Unfortunately I was placed on protective notice and expect to be made redundant in 4 weeks. There are 12 of us in the same boat with varying amounts of salary and time served.

Also the employer suggested that we all meet as a group to discuss our options.

I could really use some good advice on how to proceed and also how to receive the maximum amount of redundancy possible, judging by the current labour market some of us may be unemployed for some time.

Any help / advice would be much appreciated.

Thanks

Steve


----------



## Calebs Dad (14 Nov 2008)

I would suggest that you take advice on this as there are many factors to consider. It is not just as easy as checklist. Contact your Trade Union etc


----------



## Sue Ellen (14 Nov 2008)

Sorry to hear that you may be losing your job.

There is a previous thread here on redundancy checklist.

This website may be helpful http://www.redundancy.ie/


----------



## D8Lady (14 Nov 2008)

There's a list of information on the [broken link removed]


----------



## theoneill (17 Nov 2008)

Thanks all, I'll be looking into these later.
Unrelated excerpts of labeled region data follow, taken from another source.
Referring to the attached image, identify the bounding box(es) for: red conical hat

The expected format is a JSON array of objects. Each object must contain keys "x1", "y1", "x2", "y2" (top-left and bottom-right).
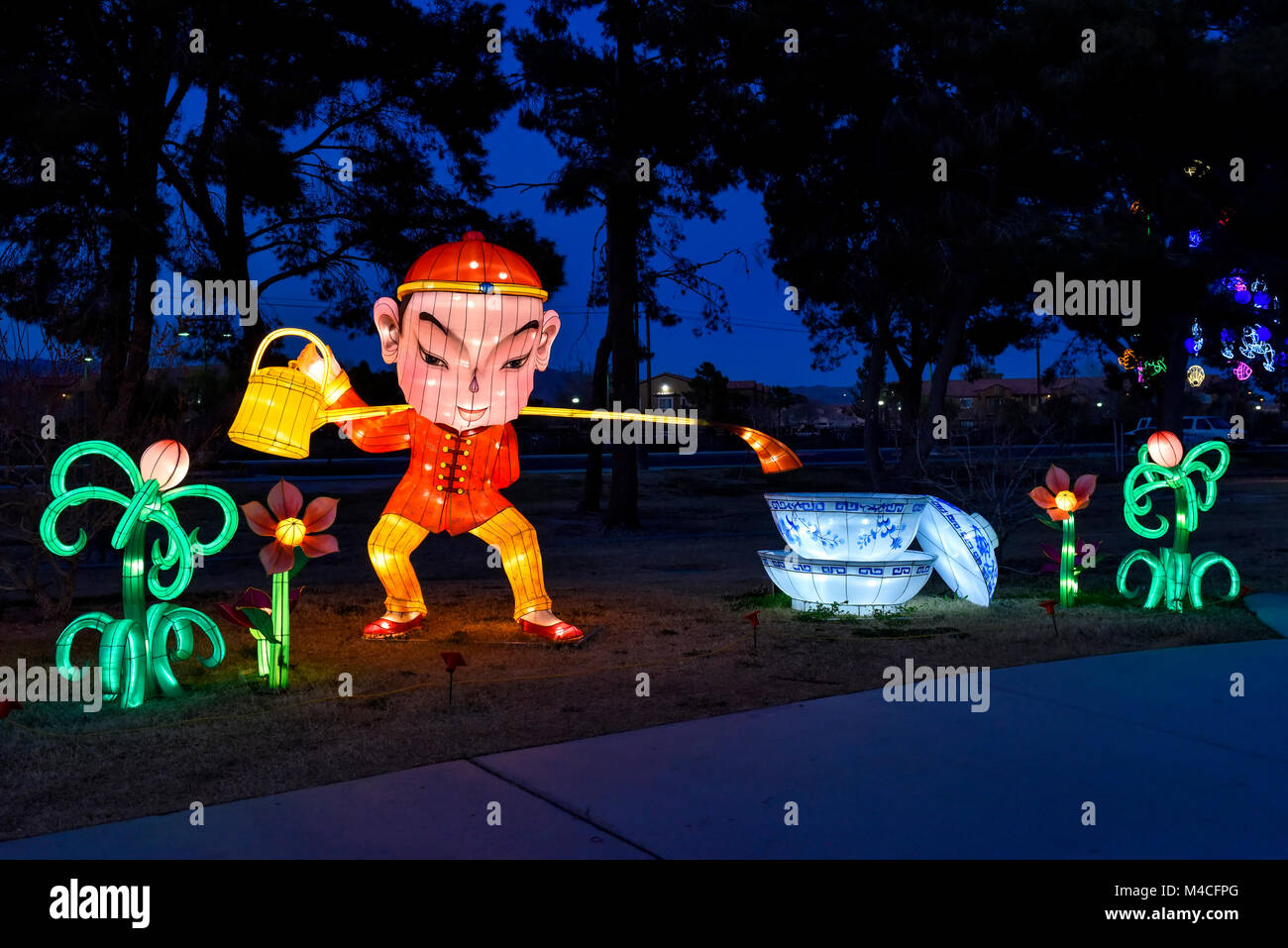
[{"x1": 398, "y1": 231, "x2": 550, "y2": 300}]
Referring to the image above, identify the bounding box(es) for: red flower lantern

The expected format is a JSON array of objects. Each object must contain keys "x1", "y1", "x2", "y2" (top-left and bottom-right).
[
  {"x1": 1145, "y1": 432, "x2": 1185, "y2": 468},
  {"x1": 139, "y1": 439, "x2": 188, "y2": 490}
]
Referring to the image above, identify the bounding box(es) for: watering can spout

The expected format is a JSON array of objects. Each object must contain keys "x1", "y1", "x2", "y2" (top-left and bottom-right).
[{"x1": 228, "y1": 329, "x2": 409, "y2": 459}]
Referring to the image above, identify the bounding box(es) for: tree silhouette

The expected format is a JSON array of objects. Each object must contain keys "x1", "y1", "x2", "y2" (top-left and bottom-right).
[{"x1": 515, "y1": 0, "x2": 746, "y2": 527}]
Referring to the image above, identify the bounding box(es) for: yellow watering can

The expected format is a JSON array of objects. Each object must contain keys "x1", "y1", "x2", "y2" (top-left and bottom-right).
[{"x1": 228, "y1": 329, "x2": 409, "y2": 458}]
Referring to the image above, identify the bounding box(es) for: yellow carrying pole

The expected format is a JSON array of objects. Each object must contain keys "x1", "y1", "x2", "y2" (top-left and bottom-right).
[{"x1": 519, "y1": 407, "x2": 802, "y2": 474}]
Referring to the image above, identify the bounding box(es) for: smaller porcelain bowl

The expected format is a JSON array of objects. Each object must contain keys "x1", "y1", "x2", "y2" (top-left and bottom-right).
[
  {"x1": 765, "y1": 493, "x2": 930, "y2": 563},
  {"x1": 760, "y1": 550, "x2": 935, "y2": 616}
]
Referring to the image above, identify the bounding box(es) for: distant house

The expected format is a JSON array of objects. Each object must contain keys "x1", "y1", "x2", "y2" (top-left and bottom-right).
[
  {"x1": 921, "y1": 376, "x2": 1109, "y2": 428},
  {"x1": 636, "y1": 372, "x2": 693, "y2": 411}
]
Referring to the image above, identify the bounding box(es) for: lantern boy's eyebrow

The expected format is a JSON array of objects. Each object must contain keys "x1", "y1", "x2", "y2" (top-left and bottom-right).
[{"x1": 420, "y1": 313, "x2": 458, "y2": 339}]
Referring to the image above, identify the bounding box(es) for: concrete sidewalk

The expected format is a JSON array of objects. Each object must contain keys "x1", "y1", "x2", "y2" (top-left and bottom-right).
[{"x1": 0, "y1": 640, "x2": 1288, "y2": 859}]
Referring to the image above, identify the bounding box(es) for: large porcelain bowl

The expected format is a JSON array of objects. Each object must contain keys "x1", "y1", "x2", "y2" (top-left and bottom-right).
[
  {"x1": 760, "y1": 550, "x2": 935, "y2": 616},
  {"x1": 765, "y1": 493, "x2": 930, "y2": 563}
]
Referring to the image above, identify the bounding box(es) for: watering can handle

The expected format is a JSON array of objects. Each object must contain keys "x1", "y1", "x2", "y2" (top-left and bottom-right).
[
  {"x1": 313, "y1": 404, "x2": 411, "y2": 430},
  {"x1": 250, "y1": 327, "x2": 332, "y2": 378}
]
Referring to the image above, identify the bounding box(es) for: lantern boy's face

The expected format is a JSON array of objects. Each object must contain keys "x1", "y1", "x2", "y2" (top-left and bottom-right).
[{"x1": 375, "y1": 291, "x2": 559, "y2": 432}]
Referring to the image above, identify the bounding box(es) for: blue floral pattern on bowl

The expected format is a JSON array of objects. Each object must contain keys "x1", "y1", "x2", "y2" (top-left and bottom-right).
[{"x1": 765, "y1": 493, "x2": 928, "y2": 562}]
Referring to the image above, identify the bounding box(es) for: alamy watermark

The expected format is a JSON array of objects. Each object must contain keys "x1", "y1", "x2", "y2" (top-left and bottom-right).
[
  {"x1": 1033, "y1": 270, "x2": 1140, "y2": 326},
  {"x1": 881, "y1": 658, "x2": 992, "y2": 711},
  {"x1": 49, "y1": 879, "x2": 152, "y2": 928},
  {"x1": 152, "y1": 273, "x2": 259, "y2": 326},
  {"x1": 0, "y1": 658, "x2": 103, "y2": 715},
  {"x1": 590, "y1": 402, "x2": 698, "y2": 455}
]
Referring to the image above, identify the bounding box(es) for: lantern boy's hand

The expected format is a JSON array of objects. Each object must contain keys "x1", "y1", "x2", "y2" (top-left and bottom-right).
[{"x1": 295, "y1": 343, "x2": 349, "y2": 407}]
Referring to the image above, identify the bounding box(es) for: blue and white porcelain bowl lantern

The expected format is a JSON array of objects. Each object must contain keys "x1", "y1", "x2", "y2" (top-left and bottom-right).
[
  {"x1": 765, "y1": 493, "x2": 930, "y2": 563},
  {"x1": 760, "y1": 550, "x2": 935, "y2": 616},
  {"x1": 760, "y1": 493, "x2": 997, "y2": 616}
]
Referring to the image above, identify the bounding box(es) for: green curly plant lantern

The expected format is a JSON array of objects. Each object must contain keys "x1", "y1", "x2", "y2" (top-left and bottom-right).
[
  {"x1": 40, "y1": 441, "x2": 237, "y2": 707},
  {"x1": 1118, "y1": 432, "x2": 1239, "y2": 612}
]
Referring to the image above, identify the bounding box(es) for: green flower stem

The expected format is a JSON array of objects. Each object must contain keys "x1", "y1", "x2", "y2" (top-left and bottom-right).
[
  {"x1": 121, "y1": 520, "x2": 156, "y2": 698},
  {"x1": 268, "y1": 572, "x2": 291, "y2": 687},
  {"x1": 1060, "y1": 514, "x2": 1078, "y2": 609}
]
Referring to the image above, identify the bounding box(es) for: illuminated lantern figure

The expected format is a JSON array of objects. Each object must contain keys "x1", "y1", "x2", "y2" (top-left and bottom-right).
[
  {"x1": 297, "y1": 231, "x2": 584, "y2": 643},
  {"x1": 40, "y1": 441, "x2": 237, "y2": 707},
  {"x1": 1118, "y1": 432, "x2": 1239, "y2": 612},
  {"x1": 1029, "y1": 464, "x2": 1096, "y2": 608}
]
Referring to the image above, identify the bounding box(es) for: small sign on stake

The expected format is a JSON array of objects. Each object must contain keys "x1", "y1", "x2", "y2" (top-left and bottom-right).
[
  {"x1": 442, "y1": 652, "x2": 465, "y2": 711},
  {"x1": 1040, "y1": 599, "x2": 1060, "y2": 635}
]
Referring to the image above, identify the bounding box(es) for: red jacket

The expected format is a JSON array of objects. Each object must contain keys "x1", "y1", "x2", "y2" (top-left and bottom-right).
[{"x1": 330, "y1": 389, "x2": 519, "y2": 536}]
Also just one other thing. If any of us get a job before our positions are officially redundant do we forfeit any redundancy payment?


----------



## Black Sheep (17 Nov 2008)

No
Being made redundant has no bearing on whether you get another job in a week or a year. When you are made redundant, job's gone, end of .............  You are entitled to your redundancy.  New job is a seperate issue and has nothing to do with the old one


----------